U.S.Food and Drug Administration has granted breakthrough therapy designation status to the cemiplimab (REGN2801) as announced by Sanofi and Regeneron Pharmaceuticals, Inc. This drug is used for the treatment of adults with metastatic cutaneous squamous cell carcinoma (CSCC) and adults with locally advanced and unresectable CSCC, which is considered as the second deadliest skin cancer after melanoma.

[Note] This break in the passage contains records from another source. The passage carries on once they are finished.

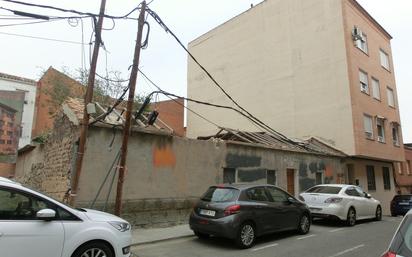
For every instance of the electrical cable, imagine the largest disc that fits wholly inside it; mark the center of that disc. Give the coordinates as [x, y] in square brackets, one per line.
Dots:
[42, 38]
[74, 11]
[251, 117]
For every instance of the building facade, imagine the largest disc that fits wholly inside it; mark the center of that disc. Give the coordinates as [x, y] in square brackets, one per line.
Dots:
[28, 88]
[306, 68]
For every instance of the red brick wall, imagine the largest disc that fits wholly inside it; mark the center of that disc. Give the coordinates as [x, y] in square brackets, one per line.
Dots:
[46, 108]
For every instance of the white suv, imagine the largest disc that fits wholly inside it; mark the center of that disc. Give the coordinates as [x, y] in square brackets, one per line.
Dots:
[32, 224]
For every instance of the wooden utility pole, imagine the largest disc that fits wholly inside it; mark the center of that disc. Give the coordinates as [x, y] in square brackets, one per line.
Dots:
[87, 99]
[130, 101]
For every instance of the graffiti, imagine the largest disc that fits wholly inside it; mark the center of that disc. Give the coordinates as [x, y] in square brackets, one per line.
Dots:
[163, 157]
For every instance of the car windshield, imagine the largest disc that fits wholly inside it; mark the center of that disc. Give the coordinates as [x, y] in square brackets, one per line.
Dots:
[216, 194]
[402, 242]
[324, 190]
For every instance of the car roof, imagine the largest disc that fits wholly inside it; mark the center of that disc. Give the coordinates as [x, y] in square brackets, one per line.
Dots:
[242, 186]
[6, 180]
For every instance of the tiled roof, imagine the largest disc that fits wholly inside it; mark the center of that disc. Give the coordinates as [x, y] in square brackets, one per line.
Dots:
[264, 139]
[16, 78]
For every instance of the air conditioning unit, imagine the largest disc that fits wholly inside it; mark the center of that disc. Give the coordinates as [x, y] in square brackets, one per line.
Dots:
[357, 34]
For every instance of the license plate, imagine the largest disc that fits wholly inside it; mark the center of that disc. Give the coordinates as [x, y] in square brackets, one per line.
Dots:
[207, 212]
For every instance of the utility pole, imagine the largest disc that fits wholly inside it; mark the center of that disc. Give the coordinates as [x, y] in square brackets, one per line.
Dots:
[127, 126]
[87, 99]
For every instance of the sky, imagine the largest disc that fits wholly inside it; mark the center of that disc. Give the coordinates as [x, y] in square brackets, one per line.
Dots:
[164, 61]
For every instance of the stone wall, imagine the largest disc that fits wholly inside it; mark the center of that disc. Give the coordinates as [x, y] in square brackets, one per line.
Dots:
[48, 168]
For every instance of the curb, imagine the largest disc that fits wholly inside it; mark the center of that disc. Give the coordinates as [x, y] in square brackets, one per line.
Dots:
[161, 240]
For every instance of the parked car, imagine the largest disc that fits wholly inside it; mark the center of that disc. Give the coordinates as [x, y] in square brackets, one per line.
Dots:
[32, 224]
[344, 202]
[244, 212]
[401, 244]
[401, 204]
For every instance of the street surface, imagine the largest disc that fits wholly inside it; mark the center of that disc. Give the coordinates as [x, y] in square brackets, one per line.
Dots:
[326, 239]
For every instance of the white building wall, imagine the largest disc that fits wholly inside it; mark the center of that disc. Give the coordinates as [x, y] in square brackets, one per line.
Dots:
[286, 63]
[29, 105]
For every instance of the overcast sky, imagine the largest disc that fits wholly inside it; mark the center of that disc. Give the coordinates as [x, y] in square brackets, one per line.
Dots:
[164, 61]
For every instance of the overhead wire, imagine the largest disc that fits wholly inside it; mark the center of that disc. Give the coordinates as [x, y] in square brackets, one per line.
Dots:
[251, 117]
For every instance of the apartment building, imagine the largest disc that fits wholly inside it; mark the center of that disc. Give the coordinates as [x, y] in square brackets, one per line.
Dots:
[306, 68]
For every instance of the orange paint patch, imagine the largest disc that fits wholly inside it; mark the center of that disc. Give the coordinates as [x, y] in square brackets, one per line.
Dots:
[328, 171]
[163, 157]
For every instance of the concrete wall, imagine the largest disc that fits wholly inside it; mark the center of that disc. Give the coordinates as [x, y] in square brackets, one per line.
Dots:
[29, 90]
[166, 175]
[384, 196]
[365, 103]
[285, 62]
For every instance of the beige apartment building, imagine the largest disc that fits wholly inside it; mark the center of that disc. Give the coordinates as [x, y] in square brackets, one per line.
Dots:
[306, 68]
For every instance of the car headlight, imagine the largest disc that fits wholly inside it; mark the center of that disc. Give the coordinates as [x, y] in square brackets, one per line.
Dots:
[121, 226]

Cemiplimab is primarily an investigational human, monoclonal antibody targeting PD-1. Sanofi and Regeneron earlier reported positive, preliminary results for cemiplimab from the two expansion cohorts that involved 26 advanced CSC patients in Phase 1 study of around 400 patients at the American Society of Clinical Oncology (ASCO) Annual Meeting in June 2017.
EMPOWER-CSCC 1, a phase 2 potentially pivotal, single-arm, open label clinical trial of cemiplimab is currently enrolling patients for metastatic CSCC and locally advanced unresectable CSCC. Under a global collaboration agreement, Cemiplimab is jointly developed by Sanofi and Regeneron. The companies are planning to submit a biologics license application for cemiplimab with the FDA in the first quarter of 2018.
CSCC is generally considered as the second most common type of skin cancer in the United States. CSCC can be treated on early diagnosis whereas, it is very difficult to treat when the diseases progress to advanced stages. Patients in the advanced stages can be disfigured due to the multiple surgeries for removal of CSCC on different parts of the body like head, neck and other parts. CSCC is mainly responsible for most deaths among the non-melanoma skin cancer patients.
Breakthrough therapy designation is given to expedite the manufacturing and review of the drugs that can target the serious or life-threatening diseases conditions. Drugs that show credible evidence of improvement in patients only is qualified for this designation. Fast Track program features also included for the drugs that designated in breakthrough therapy category.
The drug Cemiplimab is currently under clinical development and its efficacy and safety have not been completely evaluated by any regulatory authority.